1. The total amount received from subscribers.
2. The names and amounts received from contributors.
3. Moneys received through cash sales of the Review other than through subscribers.
4. Total amount received from sales of the "Girl" and "Mother" books and other literature; also

1. The dates and amounts paid for printing the various issues.
2. Amount spent for postage, wrappers and other incidental disbursements.
3. Amount paid for "Girl" and "Mother" books.

HIS ANSWER WAS that I could "count the number of subscribers on file and send to the printer for the printing bills" for any information. I then requested him, as I had not received a statement, to send to me by return mail the book or books in which a full account of receipts and contributions had been kept, also the bank book, check book and vouchers of the Review account, saying that I would prepare a statement and submit it to him for correction before taking it to the committee of friends who were willing to help me. He refused flatly to do this, and I then placed the matter in the hands of my attorney. Finally, one year after his resignation as manager of The Birth Control Review, he sent to my attorney not a financial statement of receipts and expenditures, nor the books, vouchers, etc., but what purported to be a statement of bank deposits and withdrawals by checks which amounted to $4,816.25. Upon obtaining a transcript of this account from the bank, it was found that their account showed deposits and withdrawals to the amount of $5,185.50. That discrepancy is a question between Frederick Blossom and the bank. Much as the money involved is needed in the movement, its loss, if loss there be, is overshadowed by the difficulties, the embarrassment and injury to the movement from his failure to return to The Birth Control Review its documents and to give an accounting of his financial transaction of his stewardship. All that we have to show covering that stewardship of eight months is the report of deposits and withdrawals, which does not agree with the banks and three numbers of The Birth Control Review. This meeting was finally brought to a head by the interjection of the B.C.L. of New York in the matter. An annual meeting of the B.C.L. of New York was called in Frederick Blossom's apartment on May 11th to elect officers. The newly elected officers, of which Hiram Myers was president, Mrs. Eugene Stone, vice-president; Jonah J. Goldstein, treasurer; Elizabeth Stuyvesant, secretary, requested Frederick Blossom, former treasurer of the League, to pass over to its newly elected officers all books, accounts, etc., of the League.

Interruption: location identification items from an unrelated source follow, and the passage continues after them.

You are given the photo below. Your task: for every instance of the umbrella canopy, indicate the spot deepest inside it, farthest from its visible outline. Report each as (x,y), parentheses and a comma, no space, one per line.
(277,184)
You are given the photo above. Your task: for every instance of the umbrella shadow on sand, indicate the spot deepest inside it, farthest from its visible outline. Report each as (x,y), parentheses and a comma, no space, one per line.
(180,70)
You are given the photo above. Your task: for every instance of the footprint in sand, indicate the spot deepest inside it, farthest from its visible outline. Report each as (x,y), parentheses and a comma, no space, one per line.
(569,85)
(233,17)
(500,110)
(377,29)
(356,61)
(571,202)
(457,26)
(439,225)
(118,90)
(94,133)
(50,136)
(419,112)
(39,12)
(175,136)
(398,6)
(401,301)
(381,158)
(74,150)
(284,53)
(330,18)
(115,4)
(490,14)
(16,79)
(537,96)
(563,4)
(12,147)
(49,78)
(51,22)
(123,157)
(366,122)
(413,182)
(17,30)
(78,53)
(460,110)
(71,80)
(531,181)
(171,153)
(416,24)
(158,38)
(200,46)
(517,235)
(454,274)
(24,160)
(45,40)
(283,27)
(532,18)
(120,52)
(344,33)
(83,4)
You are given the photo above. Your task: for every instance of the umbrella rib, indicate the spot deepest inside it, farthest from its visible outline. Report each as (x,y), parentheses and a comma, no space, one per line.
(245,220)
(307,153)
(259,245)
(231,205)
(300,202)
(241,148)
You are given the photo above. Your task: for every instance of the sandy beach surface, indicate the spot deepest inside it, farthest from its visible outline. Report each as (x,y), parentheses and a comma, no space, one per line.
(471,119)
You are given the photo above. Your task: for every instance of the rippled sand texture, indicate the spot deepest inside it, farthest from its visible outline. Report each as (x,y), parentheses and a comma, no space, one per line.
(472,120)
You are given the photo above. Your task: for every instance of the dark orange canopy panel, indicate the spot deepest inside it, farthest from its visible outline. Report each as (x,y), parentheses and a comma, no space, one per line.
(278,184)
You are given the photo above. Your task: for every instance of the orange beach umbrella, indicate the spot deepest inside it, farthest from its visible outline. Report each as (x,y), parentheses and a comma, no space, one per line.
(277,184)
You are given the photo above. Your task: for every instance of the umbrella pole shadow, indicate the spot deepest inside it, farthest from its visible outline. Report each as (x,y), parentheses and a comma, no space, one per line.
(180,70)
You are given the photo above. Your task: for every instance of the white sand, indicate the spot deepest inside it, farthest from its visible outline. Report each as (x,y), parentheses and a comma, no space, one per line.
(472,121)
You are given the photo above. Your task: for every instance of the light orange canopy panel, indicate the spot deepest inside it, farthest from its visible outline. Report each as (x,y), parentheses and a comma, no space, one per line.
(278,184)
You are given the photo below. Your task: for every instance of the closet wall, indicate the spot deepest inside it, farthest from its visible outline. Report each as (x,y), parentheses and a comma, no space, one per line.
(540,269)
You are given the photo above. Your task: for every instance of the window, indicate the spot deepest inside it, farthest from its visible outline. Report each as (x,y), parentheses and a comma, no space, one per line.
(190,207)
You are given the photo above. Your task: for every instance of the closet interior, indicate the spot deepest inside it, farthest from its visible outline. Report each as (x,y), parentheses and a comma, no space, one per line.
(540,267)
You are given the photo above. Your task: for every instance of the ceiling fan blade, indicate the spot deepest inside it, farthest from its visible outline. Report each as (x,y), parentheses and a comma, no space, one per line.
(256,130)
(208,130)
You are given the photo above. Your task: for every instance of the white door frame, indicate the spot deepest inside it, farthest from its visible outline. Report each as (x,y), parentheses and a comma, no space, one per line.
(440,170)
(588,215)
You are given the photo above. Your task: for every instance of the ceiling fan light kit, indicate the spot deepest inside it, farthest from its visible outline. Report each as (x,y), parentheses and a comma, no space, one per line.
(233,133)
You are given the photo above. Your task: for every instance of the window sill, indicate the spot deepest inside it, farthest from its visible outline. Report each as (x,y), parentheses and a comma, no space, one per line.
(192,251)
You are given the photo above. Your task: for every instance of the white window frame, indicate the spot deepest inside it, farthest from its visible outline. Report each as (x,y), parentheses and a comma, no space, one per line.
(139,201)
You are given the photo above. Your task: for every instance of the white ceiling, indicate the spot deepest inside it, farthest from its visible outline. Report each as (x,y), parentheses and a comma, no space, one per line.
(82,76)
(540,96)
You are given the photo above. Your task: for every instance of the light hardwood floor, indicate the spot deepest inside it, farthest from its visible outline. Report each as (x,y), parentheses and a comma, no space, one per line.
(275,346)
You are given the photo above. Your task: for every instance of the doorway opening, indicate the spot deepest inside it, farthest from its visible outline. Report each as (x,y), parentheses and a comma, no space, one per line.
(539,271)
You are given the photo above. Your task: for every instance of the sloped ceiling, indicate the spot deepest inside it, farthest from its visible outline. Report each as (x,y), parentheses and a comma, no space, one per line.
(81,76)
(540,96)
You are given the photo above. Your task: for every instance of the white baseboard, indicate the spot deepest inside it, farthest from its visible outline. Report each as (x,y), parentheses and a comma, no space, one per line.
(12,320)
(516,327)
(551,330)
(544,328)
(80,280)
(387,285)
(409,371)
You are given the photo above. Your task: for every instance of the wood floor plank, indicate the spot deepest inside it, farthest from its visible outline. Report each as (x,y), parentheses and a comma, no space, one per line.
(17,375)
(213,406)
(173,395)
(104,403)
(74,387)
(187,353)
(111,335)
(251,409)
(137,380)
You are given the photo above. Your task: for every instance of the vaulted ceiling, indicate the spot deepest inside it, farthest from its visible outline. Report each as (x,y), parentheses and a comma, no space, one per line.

This he refused to do, and the treasurer and president issued a complain against him in the district attorney's office.

IN THE MEANTIME the New York Women's Publishing Co., Inc., had been formed to take over the publishing of the Review and assist me in fulfilling my obligations to subscribers. This statement would have been made earlier, but it could not be made until absolute proof had been given that all obligations included in a year's subscription had been discharged. The Birth Control Review has made good its obligations to its supporters and to the movement--so far as we have been able to ascertain them--even in the absence of the records which Frederick Blossom has as yet not surrendered. If anyone who has paid for a subscription to the Review has not received it, information should be sent to this office at once in order that the unavoidable omission may be made good. Whatever the outcome of the disagreement--personal, petty in the extreme, it does not conflict with the work nor obstruct the goal that is to be reached. Everywhere throughout the country, from the Atlantic to the Pacific, the birth control idea is progressing and the future of the movement is assured.